Given a list of stop-words and a text, find the first word in the text that is in the list of stop-words. I've dealt with a simpler case of this in the article on how to find the first element in Python list that matches some condition, but let's see the case here.
I did not want to include a long text in the example, so instead of that I used the requests module to download an HTML page.
Then I used the split
method to cut it up along white-spaces. I know this will not be word-by-word as it will include punctuation
and other special characters in the "words", but for the sake of this example it is good enough.
The algorithm
Version 1: Go over each word in the text and check if it appears in the stop-word list. Better yet, convert the stop-word list to be a set and look it up there.
Version 2: For each word in the stop-list find the first occurance in the text using the find function. Discard the words that returned -1 meaning they were not found. Sort the stop-words based on the first occurance. The first one wins.
My gut feeling was that the first version is easer to implement and it is much faster. Looking at the solutions I still think the first one is simpler code and it is faster, but how can be sure in the latter?
Does it even matter?
Maybe in another article I should benchmark them.
In any case the speed is only relevant if the text is big and there are many stop-words. What exactly "big" and "many" mean here is a good question. That's why one needs to first measure the run-time. Then if it too long then profile the code to see what is the bottle-neck an only then optimize the code.
The code to download the text and split it to "words"
import requests
res = requests.get('https://www.lipsum.com/')
text = res.text
words = text.split()
Create fast lookup for the stop-words
The time to check if an element exists in a list is proportional to the mnumber of elements in the list. O(n).
The time to check if an element is in a set is constant. Independent of the number of elements.

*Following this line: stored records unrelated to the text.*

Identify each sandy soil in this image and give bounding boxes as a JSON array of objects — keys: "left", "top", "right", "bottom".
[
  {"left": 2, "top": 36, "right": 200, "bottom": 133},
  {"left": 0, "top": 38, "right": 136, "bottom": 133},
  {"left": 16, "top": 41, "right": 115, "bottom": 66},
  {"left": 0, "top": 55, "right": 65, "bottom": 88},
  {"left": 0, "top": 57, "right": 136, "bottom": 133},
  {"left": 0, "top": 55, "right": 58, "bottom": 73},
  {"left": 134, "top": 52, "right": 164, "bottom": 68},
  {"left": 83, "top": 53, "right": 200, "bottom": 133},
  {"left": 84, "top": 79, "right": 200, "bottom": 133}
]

O(1).
See Time complexity for far more information then you ever wanted to know about it.
stop_words = ['apple', 'banana', 'peach', 'melon', 'Lorem', 'Ipsum']
words_set = set(stop_words)
Version 1 using a loop
This is a solution for the first algorithm using a for loop.
examples/python/first_word_from_list.py
import requests
res = requests.get('https://www.lipsum.com/')
text = res.text
words = text.split()
stop_words = ['apple', 'banana', 'peach', 'melon', 'Lorem', 'Ipsum']
words_set = set(stop_words)
for word in words:
if word in words_set:
first = word
break
else:
first = None
print(first)
A nice feature of Python is that one can add an else
statement at the end of a for
loop
that will be executed if the for-loop finished without calling break
.
Version 1 using filter and next
examples/python/first_word_from_list_using_filter.py
import requests
res = requests.get('https://www.lipsum.com/')
text = res.text
words = text.split()
words = ['apple', 'banana', 'peach', 'melon', 'Lorem', 'Ipsum']
words_set = set(words)
first = next(filter(lambda word: word in words_set, words), None)
print(first)
Version 2 usig find
examples/python/first_word_from_list_using_find.py
import requests
res = requests.get('https://www.lipsum.com/')
text = res.text
stop_words = ['apple', 'banana', 'peach', 'melon', 'Lorem', 'Ipsum']
locations = [] # list of tuples (location, word)
for word in stop_words:
loc = text.find(word)
if loc == -1:
continue # word not in text
locations.append( (loc, word) )
if locations:
locations.sort(reverse=True)
first = locations[0][1]
else:
first = None
print(first)